Menjelang digelarnya turnamen FIFA Series 2026, perhatian publik tertuju pada komposisi lini depan Timnas Indonesia. Dari daftar pemain yang dipanggil oleh PSSI bersama pelatih kepala John Herdman, terdapat sejumlah penyerang muda yang mendapat kesempatan menunjukkan kemampuan mereka.
Beberapa nama yang masuk dalam skuad di antaranya adalah Ramadhan Sananta, Hokky Caraka, Mauro Zijlstra, serta Jens Raven. Keempat pemain tersebut dikenal sebagai penyerang yang memiliki potensi besar untuk masa depan sepak bola Indonesia.

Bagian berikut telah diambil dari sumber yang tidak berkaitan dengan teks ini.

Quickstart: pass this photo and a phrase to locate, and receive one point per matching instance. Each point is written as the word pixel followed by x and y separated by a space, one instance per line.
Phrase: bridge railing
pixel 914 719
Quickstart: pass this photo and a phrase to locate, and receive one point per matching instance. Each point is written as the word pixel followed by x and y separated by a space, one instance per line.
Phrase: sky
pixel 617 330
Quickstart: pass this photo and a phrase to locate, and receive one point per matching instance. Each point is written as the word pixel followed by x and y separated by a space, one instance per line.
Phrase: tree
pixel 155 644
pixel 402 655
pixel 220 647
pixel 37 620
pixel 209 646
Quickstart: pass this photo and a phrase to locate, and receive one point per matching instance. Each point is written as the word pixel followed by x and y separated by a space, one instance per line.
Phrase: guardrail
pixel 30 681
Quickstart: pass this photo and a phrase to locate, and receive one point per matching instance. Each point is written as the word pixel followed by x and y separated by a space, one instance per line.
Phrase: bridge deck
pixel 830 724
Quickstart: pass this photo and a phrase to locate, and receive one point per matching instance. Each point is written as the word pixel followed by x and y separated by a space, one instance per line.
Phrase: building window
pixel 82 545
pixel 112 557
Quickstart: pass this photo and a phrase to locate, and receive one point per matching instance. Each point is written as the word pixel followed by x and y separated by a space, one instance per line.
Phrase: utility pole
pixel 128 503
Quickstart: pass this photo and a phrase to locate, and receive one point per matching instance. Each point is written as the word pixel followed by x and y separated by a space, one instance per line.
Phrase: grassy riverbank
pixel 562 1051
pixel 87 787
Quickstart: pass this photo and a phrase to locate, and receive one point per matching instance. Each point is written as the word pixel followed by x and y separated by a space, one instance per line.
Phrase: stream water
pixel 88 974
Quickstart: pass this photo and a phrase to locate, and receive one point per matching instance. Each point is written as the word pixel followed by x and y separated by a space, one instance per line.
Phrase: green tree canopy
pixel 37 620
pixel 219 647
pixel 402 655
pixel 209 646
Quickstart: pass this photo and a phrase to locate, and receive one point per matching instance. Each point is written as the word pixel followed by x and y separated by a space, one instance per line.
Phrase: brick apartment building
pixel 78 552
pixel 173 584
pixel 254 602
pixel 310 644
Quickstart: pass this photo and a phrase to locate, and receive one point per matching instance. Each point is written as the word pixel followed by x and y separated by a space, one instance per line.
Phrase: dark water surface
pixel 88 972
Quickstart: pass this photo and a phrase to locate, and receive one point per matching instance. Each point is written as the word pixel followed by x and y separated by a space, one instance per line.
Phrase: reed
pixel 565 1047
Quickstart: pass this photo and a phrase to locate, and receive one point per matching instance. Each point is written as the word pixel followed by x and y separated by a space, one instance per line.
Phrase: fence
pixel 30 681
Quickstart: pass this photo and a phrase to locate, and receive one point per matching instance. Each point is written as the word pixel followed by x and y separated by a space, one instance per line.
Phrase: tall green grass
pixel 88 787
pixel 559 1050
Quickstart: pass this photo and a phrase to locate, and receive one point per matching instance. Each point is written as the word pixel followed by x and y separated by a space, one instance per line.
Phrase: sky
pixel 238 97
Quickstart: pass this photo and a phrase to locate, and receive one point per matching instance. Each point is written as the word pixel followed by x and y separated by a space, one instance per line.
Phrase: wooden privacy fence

Namun dalam penilaian sejumlah pengamat, para striker muda itu dinilai masih perlu meningkatkan banyak aspek permainan jika dibandingkan dengan sosok Ole Romeny. Penyerang tersebut dianggap memiliki karakteristik target man yang lebih lengkap, mulai dari kekuatan fisik, kemampuan menahan bola, hingga pengalaman bermain di level kompetisi yang lebih tinggi.
FIFA Series 2026 sendiri rencananya akan digelar di Stadion Utama Gelora Bung Karno, Jakarta, pada periode 27 hingga 30 Maret. Turnamen ini menjadi kesempatan penting bagi Timnas Indonesia untuk menguji kekuatan tim sekaligus memperbaiki performa setelah hasil mengecewakan dalam kualifikasi Piala Dunia.
Selain Indonesia sebagai tuan rumah, tiga negara lain juga dipastikan ambil bagian dalam ajang tersebut, yakni Timnas Bulgaria dari zona UEFA, Timnas Kepulauan Solomon dari OFC, serta Timnas St. Kitts and Nevis yang mewakili CONCACAF.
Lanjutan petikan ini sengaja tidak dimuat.